AP news guide: Ford’s plans for Michigan Central station

DETROIT (AP) — Ford Motor Co. plans to release details of its planned conversion of the long-vacant Michigan Central train station just west of downtown Detroit. The Dearborn-based automaker recently bought the 105-year-old building and is expected to redevelop the 500,000-square-foot (46,000-square-meter) structure as part of its plans for a campus focusing on autonomous vehicles.

The station, which looms over Detroit’s Corktown neighborhood, has stood empty since the last train left in 1988 . Stripped by vandals and time of its past beauty and value, the building came to symbolize Detroit’s long decline from manufacturing powerhouse to bankruptcy.

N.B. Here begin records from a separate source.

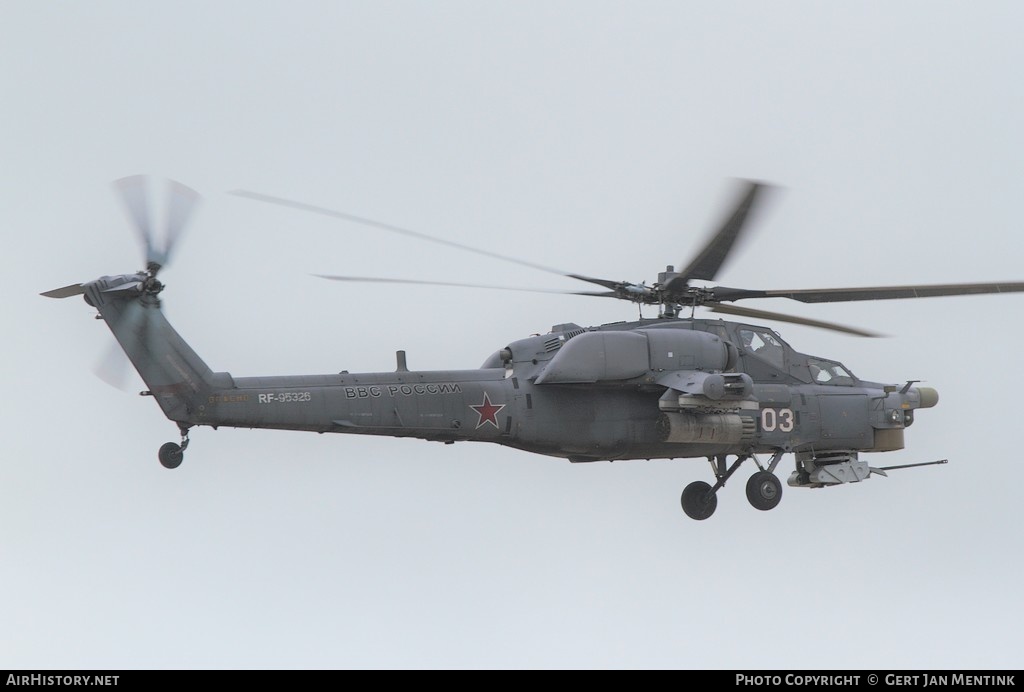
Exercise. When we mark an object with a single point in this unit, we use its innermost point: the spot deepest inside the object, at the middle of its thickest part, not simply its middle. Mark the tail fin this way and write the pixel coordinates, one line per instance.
(177, 378)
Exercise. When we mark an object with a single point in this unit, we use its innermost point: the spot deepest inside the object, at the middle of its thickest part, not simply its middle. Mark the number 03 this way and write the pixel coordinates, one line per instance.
(781, 420)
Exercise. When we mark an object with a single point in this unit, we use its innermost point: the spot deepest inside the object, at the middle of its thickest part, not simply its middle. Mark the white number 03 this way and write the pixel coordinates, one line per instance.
(781, 420)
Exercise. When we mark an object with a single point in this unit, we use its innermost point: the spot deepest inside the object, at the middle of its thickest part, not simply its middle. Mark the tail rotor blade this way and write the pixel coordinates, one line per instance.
(181, 203)
(136, 200)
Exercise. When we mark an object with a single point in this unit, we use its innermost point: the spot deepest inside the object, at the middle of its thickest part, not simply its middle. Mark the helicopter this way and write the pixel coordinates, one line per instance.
(675, 386)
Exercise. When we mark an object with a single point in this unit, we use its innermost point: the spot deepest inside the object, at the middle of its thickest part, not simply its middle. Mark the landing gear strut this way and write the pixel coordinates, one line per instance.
(764, 490)
(171, 453)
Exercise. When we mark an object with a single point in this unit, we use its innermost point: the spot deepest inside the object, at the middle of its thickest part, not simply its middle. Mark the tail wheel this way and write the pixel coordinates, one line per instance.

Michigan Central Railroad started purchasing land around 1908 for the new train station, according to HistoricDetroit.org. The depot opened in late 1913 and was designed by the same architects who created New York’s Grand Central Terminal. With towering pillars, marble floors, chandeliers and high-arching windows, the terminal’s passenger waiting room was a sight to behold. Detroit architectural historian W. Hawkins Ferry wrote that in its heyday, the train station “symbolized the gateway to the city of Detroit and reminded people of the Roman Baths of Caracalla.”


The emergence of interstates and increased travel by car and plane led to fewer people taking trains. In 1985, the station handled only 82,408 passengers. That number tumbled to 64,097 a year later. Great Lakes World Trade Center bought the station and office tower in 1985 and developers planned to turn it and some adjacent real estate into offices, shopping plazas and parks that would attract development. The federal government withdrew a $3.25 million grant in 1987 because insufficient renovation progress was being made, and the station shut down the following year. After it closed, anything valuable was stolen or destroyed and the building became a popular spot for squatters, vagrants and urban explorers.


Businessman Manuel “Matty” Moroun bought the building in the mid-1990s after a previous owner defaulted on a loan. Moroun’s interest in rail and trucking transport led to the purchase, a spokesman said at the time. But an anchor tenant could not be found and renovations would be delayed. Many looked at the former grand structure as part of the blight spreading across parts of Detroit. Plans by the city to buy the station and turn it into a police headquarters fell through. In 2009, the City Council passed a resolution seeking emergency demolition of the structure, but it didn’t happen. Some renovation work was done shortly thereafter, including the replacement of broken windows and the roof, to make it less of an eyesore.


Ford announced last year that it was going to move its autonomous and electric vehicle business and strategy teams to Corktown. In addition to the train station, Ford owns several other neighborhood properties that will be renovated and rehabbed. The company already has started moving about 200 workers into a refurbished former factory a few blocks from the station. The automaker estimates the size of its campus at about 1.2 million square feet. The station and office tower is expected to anchor the automaker’s research and development of self-driving vehicles. It also gives Ford a presence in Detroit which continues to rebound after exiting bankruptcy in 2014.


Ford’s ownership of the Michigan Central station means more to the city than just the redevelopment of another eyesore. It is expected to bring thousands of tech-related workers into the downtown area and to spur the grown of Corktown, which is among the city’s neighborhoods that have become trendy in recent years.